The retrospective cohort study included 387 postmenopausal women who underwent DXA scans between 2021 and 2025. A DXA scan is an imaging test used to measure bone mineral density.

Participants were classed as menopausal hormone therapy users, who made up 33 per cent of the group, or non-users, who made up 67 per cent.

Low bone mineral density was defined as osteopenia, where bones are weaker than normal, or osteoporosis, where bones become more fragile and more likely to break.

Women taking menopausal hormone therapy had about 69 per cent lower risk of low bone mineral density in the spine and hip compared with those not using it.

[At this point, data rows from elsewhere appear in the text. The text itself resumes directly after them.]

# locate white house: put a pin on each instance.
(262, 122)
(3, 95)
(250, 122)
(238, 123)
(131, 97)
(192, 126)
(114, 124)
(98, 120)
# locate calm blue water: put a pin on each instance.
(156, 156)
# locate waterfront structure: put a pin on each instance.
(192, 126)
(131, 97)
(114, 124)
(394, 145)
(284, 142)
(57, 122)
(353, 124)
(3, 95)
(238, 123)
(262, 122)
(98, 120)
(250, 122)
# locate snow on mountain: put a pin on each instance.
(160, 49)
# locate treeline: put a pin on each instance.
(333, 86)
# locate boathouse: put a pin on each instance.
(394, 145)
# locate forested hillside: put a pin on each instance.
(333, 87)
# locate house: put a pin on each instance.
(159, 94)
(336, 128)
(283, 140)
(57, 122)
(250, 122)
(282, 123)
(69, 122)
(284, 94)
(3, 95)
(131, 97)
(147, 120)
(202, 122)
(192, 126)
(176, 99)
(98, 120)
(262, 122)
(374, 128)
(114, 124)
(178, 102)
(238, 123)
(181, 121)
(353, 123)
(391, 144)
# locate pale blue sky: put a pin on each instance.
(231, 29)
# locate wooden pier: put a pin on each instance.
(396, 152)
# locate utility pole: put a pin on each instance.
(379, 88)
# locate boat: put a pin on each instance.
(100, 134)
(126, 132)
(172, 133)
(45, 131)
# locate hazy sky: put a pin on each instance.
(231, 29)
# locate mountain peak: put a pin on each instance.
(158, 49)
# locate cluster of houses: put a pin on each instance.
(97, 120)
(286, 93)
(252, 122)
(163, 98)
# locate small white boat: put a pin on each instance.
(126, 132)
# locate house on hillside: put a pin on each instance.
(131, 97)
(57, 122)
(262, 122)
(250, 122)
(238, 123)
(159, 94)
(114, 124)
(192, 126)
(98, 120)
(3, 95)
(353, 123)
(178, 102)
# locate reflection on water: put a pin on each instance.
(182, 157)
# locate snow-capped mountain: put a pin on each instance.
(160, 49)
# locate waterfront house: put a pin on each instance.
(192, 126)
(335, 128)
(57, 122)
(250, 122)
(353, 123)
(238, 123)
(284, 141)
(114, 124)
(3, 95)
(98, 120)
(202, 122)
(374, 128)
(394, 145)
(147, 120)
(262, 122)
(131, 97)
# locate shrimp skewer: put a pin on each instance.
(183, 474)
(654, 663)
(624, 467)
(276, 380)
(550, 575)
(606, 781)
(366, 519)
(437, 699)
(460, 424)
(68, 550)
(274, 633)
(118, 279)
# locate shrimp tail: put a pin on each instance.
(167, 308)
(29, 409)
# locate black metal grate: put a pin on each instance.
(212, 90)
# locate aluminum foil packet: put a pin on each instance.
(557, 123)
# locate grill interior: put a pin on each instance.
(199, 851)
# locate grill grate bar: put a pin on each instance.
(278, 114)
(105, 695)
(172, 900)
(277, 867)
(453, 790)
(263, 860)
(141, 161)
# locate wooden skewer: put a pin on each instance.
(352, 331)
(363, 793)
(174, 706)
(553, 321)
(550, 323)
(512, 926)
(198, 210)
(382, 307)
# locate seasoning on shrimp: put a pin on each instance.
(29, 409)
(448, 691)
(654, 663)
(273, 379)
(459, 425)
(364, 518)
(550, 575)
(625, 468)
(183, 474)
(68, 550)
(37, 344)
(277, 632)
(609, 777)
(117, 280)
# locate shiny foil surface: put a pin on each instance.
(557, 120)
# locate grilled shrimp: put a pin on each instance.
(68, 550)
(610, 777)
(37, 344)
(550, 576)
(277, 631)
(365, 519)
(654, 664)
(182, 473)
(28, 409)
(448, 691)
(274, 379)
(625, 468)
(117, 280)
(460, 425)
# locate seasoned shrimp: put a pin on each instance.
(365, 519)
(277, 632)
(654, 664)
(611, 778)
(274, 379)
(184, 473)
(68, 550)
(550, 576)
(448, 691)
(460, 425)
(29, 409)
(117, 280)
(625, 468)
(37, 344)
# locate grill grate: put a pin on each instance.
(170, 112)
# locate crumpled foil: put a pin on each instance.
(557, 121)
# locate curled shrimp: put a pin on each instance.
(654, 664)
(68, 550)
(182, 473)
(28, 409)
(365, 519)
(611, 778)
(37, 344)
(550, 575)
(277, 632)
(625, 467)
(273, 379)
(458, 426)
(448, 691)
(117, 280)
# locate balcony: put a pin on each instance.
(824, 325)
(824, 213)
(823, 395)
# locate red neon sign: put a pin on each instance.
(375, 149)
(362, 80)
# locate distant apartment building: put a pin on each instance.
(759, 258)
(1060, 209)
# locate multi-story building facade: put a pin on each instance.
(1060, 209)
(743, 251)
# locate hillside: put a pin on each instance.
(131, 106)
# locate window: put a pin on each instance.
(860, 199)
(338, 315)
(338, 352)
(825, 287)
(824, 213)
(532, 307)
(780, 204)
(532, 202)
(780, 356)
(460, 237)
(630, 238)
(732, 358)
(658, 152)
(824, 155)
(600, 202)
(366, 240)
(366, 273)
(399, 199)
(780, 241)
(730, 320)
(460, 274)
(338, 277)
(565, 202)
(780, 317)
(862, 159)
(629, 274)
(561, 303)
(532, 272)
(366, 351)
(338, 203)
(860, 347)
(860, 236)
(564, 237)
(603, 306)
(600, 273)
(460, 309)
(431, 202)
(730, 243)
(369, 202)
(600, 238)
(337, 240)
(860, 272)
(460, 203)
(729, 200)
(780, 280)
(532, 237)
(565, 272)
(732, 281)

The association remained after researchers accounted for age, time since menopause, vitamin D levels, smoking and other health conditions.

Diego Espinoza-Peralta, vice president of the Mexican Society of Nutrition and Endocrinology and principal investigator at Investigación Médica Sonora, said: “For years, many women have avoided menopausal hormone therapy because of safety concerns and warning labels.

“This study revisits that narrative and shows that menopausal hormone therapy may have an important added benefit: protecting bone health. That shifts the conversation from ‘avoid if possible’ to ‘reconsider in the right patient.’

“In simple terms: menopausal hormone therapy appears to independently protect bones, not just by coincidence.”

The findings suggest hormone therapy could help some women find relief from menopausal symptoms while preventing bone loss or lowering fracture risk.

Espinoza-Peralta said: “Clinicians may begin to weigh its benefits more carefully, especially in women early after menopause, potentially improving long-term health and quality of life.”